Jugement contradictoire et en premier ressort
*****
EXPOSE DES FAITS ET DE LA PROCÉDURE
[M] [O], né le 27 mai 1991, a été embauché à temps complet en qualité de régisseur lumière à compter du 2 septembre 2019 par l’Etablissement Public de Coopération culturelle Maison de la Culture d’Amiens (la Maison de la culture d’Amiens).
Décision du 07/07/2025 RG 23/00199
Placé en arrêt de travail à compter du 31 août 2021, le salarié a en définitive été licencié le 22 juillet 2022 pour inaptitude médicalement constatée.
[M] [O] a demandé le 3 septembre 2022 à la caisse primaire d’assurance maladie (CPAM) de la Somme la reconnaissance du caractère professionnel d’une hernie discale L5-S1 en conflit avec la racine droite - lombosciatique droite, sur le fondement d’un certificat médical initial en date du même jour faisant état d’une “lombosciatique aigue droite en portant des charges répétées lors de son travail” et fixant la date de première constatation de la maladie au 31 août 2021.
La demande a été instruite dans le cadre du tableau 98 des maladies professionnelles.
Dans ce cadre, la caisse a adressé le 22 septembre 2022 à la Maison de la culture d’Amiens la déclaration de maladie professionnelle et le certificat médical initial et l’a invitée, tout comme l’assuré social, à remplir un questionnaire relatif aux fonctions exercées et aux conditions de travail.
Assuré social et employeur ont chacun retourné leur questionnaire à la caisse. Parallèlement, le médecin-conseil a émis le 26 septembre 2022 un avis favorable à la prise en charge de la maladie professionnelle déclarée, en constatant une sciatique par hernie discale L5-S1.
Le 3 janvier 2023, la caisse a informé la Maison de la culture d’Amiens de la prise en charge de la maladie au titre de la législation sur les risques professionnels.

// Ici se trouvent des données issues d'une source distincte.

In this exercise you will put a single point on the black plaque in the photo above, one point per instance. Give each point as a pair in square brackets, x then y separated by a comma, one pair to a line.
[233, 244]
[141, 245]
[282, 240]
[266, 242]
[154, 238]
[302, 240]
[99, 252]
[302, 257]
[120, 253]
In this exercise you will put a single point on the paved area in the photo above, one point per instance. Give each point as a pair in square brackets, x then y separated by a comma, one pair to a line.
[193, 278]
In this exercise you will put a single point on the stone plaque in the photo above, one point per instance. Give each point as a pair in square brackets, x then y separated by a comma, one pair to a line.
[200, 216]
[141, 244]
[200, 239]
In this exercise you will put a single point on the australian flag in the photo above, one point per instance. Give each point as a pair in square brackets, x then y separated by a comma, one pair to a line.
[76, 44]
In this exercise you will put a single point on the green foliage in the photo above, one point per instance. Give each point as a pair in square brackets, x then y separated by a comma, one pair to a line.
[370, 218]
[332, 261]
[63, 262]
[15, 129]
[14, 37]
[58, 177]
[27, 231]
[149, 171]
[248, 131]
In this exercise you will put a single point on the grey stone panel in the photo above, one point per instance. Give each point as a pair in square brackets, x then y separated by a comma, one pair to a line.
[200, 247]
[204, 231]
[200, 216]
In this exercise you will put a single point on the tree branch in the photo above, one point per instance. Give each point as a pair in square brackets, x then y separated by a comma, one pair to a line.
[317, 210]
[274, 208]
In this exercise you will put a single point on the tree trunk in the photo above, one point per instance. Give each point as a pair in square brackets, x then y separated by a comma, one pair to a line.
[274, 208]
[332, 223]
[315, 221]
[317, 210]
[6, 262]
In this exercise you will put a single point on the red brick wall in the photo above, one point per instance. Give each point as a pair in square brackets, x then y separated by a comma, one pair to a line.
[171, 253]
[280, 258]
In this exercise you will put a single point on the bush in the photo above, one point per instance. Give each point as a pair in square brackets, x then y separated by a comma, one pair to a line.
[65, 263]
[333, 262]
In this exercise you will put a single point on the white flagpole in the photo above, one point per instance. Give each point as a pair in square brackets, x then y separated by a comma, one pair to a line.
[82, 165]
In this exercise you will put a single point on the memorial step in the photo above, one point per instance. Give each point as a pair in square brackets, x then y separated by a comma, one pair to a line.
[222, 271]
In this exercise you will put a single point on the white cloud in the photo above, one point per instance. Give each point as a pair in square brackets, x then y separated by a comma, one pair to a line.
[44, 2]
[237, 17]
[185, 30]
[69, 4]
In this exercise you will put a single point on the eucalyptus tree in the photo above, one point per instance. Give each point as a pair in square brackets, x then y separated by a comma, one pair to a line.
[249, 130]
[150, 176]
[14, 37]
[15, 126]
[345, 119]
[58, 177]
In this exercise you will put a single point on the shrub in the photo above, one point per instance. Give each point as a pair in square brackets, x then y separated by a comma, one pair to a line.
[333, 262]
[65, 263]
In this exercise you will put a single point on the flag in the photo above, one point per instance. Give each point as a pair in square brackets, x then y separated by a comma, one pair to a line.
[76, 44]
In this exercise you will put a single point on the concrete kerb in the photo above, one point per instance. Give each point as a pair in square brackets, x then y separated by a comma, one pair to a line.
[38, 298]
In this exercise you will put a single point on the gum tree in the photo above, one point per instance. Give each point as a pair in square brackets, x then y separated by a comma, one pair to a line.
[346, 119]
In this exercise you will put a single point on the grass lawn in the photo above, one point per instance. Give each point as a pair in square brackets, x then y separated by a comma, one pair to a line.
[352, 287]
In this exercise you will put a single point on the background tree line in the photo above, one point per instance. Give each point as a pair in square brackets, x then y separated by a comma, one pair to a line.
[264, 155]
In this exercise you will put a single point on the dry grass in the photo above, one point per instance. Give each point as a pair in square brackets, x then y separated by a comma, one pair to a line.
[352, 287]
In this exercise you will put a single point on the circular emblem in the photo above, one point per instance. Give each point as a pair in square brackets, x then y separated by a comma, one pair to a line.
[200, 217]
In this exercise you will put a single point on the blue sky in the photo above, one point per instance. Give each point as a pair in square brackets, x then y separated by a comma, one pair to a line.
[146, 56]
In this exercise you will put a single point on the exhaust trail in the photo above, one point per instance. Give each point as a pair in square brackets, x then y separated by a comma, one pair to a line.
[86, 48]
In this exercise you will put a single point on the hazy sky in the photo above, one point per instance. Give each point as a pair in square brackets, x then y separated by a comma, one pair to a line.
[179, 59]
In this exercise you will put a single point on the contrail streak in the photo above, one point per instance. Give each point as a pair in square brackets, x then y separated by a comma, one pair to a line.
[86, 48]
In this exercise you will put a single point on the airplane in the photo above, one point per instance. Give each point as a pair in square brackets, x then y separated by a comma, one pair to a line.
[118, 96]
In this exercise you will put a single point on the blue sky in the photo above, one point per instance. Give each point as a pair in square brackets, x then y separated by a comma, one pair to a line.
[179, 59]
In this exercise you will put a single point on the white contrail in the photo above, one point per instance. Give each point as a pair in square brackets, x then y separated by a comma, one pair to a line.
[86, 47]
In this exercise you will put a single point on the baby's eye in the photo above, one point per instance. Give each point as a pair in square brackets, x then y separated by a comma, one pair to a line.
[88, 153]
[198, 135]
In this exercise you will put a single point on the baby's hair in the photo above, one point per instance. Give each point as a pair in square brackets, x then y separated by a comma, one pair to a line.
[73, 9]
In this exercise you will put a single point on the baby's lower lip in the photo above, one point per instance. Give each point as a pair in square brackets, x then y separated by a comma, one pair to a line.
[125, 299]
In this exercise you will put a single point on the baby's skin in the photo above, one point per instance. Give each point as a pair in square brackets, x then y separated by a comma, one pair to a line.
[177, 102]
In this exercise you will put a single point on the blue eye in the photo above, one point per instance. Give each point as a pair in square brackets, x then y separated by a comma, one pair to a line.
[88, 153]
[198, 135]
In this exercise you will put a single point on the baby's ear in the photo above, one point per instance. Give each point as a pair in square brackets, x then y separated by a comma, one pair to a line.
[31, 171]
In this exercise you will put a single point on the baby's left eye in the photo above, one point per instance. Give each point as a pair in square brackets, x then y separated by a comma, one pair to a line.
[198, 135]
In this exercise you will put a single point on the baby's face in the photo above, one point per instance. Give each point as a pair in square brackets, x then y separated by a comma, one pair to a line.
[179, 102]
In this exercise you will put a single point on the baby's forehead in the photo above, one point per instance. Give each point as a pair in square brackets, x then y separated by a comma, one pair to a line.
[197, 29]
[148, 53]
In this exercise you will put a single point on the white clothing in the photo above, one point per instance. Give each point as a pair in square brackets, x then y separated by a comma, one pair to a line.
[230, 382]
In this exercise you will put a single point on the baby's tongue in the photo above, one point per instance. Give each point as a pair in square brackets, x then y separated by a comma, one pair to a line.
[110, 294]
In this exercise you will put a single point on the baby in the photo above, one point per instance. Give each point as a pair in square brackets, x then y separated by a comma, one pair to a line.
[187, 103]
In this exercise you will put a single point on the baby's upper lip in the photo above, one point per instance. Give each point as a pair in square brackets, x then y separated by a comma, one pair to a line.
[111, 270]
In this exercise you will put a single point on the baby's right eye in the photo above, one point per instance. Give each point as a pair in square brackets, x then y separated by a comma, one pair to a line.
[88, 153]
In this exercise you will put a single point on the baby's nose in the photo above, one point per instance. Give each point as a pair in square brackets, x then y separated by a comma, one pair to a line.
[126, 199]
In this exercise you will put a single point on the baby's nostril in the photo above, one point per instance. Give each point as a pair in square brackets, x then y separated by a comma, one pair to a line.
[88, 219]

Saisie le 21 février 2023 du recours formé par l’employeur, la commission de recours amiable de la CPAM de la Somme n’a pas fait connaître sa décision dans le délai imparti, générant ainsi une décision implicite de rejet.
Procédure :
Suivant requête de son conseil en date du 6 juin 2023, reçue et enregistrée le 9 juin 2023, la Maison de la culture d’Amiens a saisi le pôle social du tribunal judiciaire d’une contestation de l’origine professionnelle de la maladie déclarée par [M] [O].

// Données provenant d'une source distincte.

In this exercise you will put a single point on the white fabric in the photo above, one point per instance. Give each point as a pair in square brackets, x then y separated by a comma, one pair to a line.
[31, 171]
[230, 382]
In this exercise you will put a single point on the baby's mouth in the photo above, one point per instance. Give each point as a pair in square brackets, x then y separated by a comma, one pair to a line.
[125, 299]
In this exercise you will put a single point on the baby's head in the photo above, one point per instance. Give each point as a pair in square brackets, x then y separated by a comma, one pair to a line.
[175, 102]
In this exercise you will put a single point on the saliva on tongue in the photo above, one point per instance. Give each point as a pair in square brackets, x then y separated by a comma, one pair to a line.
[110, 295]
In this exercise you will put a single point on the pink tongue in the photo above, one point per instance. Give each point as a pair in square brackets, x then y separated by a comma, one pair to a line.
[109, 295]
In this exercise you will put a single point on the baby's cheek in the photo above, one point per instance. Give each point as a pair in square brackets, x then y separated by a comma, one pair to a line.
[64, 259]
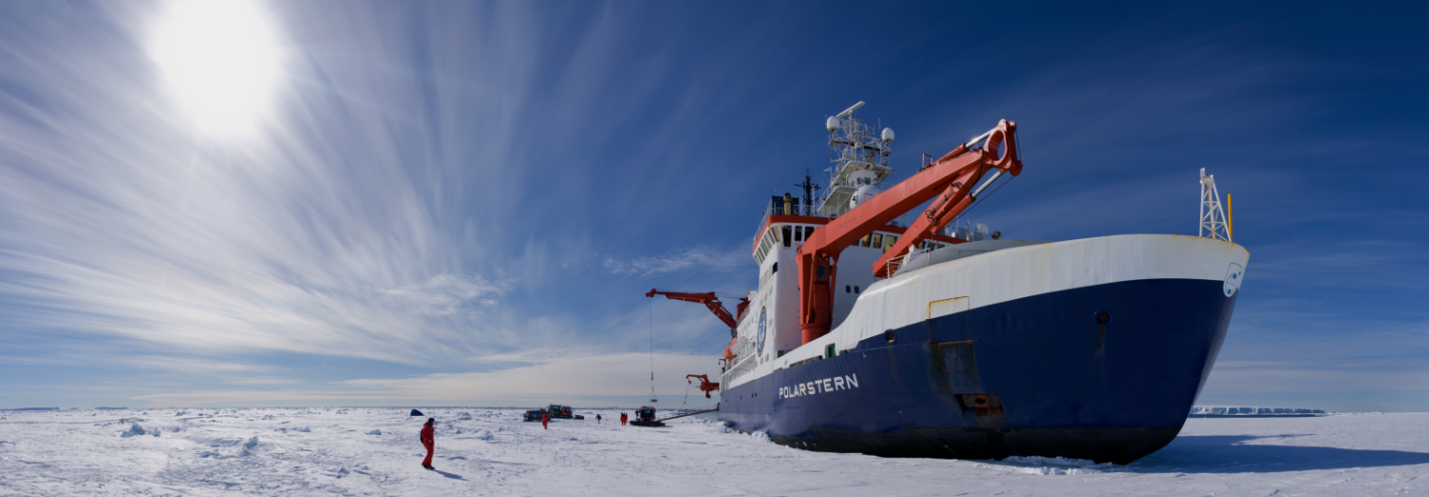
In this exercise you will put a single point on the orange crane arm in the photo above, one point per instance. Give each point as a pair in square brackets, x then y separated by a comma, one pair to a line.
[706, 386]
[948, 182]
[708, 299]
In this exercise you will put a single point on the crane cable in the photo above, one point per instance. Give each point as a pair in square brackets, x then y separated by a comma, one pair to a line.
[652, 350]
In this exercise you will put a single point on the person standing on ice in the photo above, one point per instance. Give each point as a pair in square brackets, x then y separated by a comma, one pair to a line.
[429, 439]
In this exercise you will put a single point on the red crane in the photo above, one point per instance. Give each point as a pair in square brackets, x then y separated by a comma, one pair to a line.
[706, 386]
[950, 180]
[715, 306]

Par jugement du 30 septembre 2024, le tribunal a pour l’essentiel :
- dit n’y avoir lieu de statuer sur la demande d’annulation de la décision implicite de rejet de la commission de recours amiable ;
- dit que la condition d’exposition professionnelle prévue par le tableau 98 des maladies professionnelles n’est pas remplie ;
- dit en conséquence que la présomption légale d’origine professionnelle de la maladie ne trouve pas à s’appliquer en l’espèce ;
- invité la CPAM de la Somme à transmettre le dossier au comité régional de reconnaissance des maladies professionnelles de la région Hauts-de-France en vue de recueillir son avis quant à l’existence d’un lien direct entre la maladie déclarée par [M] [O] et son exposition professionnelle ;
- et dit que cette exposition professionnelle ne se limite pas aux gestes effectués par l’assuré social dans le cadre de son contrat de travail conclu avec la Maison de la culture d’Amiens, mais couvre également ses emplois antérieurs.
Aux termes de l’avis rendu le 6 mars 2025, le comité n’a pas retenu de lien direct entre la maladie déclarée et le travail habituel de l’assuré social.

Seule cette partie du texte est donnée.